The idea of shifting to a new way of compensating ranchers in wolf country is, in part, a recognition that ranchers sustain losses for which they are not compensated, for instance, cattle that disappear or stressed cattle, said Craig Miller, Southwestern representative of Defenders of Wildlife and a member of the Mexican Wolf Interdiction Fund Stakeholders Council. The Council makes recommendations on how much to pay ranchers for livestock killed by wolves, with payments from a privately managed fund financed by Defenders and the federal government.
A baseline payment, of a still undetermined amount, would recognize that “there are costs of living in the presence of wolves,” Miller said. “The program is trying to get away from postmortem compensation. That begins with dead livestock and ends with dead wolves.”
As Miller envisions it, Arizona-based Defenders of Wildlife would continue, as it does now, to provide funds to ranchers for measures aimed at avoiding wolf-livestock conflicts, such as hiring range riders to guard herds, moving cattle to pastures away from wolf dens, or the purchase of hay. According to Miller, ranchers could be paid to take steps to reduce conflicts with wolves, and then be rewarded when those measures result in the growth of the wolf population.
“It’s trying to get cooperation on both sides,” said Sherry Barrett, wolf recovery program coordinator for the Fish and Wildlife Service. “There’s a lot of emotion around wolves, both pro and con. … So we are trying to find something that reduces some of this conflict.”
A key part of the plan — securing a big enough pot of money to pay ranchers an amount that would allay concerns about cattle losses — has yet to be accomplished. Money in the existing Interdiction Fund managed by a Washington, D.C.-based nonprofit group can only be used to pay ranchers for livestock losses.
To succeed, the plan would have to be embraced by the livestock industry, and several ranchers in Arizona and New Mexico said this week that they knew little or nothing about it. Laura Schneberger, president of the Gila Livestock Growers Association, said she doubted such a program would work for small ranchers who are less able to endure wolf depredations.

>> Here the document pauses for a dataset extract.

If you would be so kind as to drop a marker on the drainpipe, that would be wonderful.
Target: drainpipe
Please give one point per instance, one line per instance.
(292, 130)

In the case of the Fox Mountain packs’ cattle depredations, ranchers called for wolf removals, while hundreds of wolf supporters pushed back against the initial kill order issued Aug. 8. Many wolf advocates celebrated when the kill order was rescinded two days later, after permanent housing for the wolf was secured in an Arizona sanctuary, while others maintained that the wolf should be allowed to remain free.
Before a few wolves were reintroduced to the wild in 1998, federal officials projected there would be about 100 wolves in the forests of southwestern New Mexico and southeastern Arizona by the end of 2006. As of January, the official population count was 58.
Illegal poaching and the removal of wolves in earlier years for cattle depredations have been major factors in keeping down the number of wild-roaming lobos.
The desire to respond to rancher concerns was, in no small measure, what motivated Fish and Wildlife to exercise the discretion it has to manage, or remove, a “problem” wolf that repeatedly preys on livestock, Barrett acknowledged.
Whether a new approach to compensating ranchers for living with wolves is enough to bridge old divides is far from certain. Just in the past week, an online petition was launched that calls for blocking new releases of wolves and, eventually, the removal of wolves from the Southwest.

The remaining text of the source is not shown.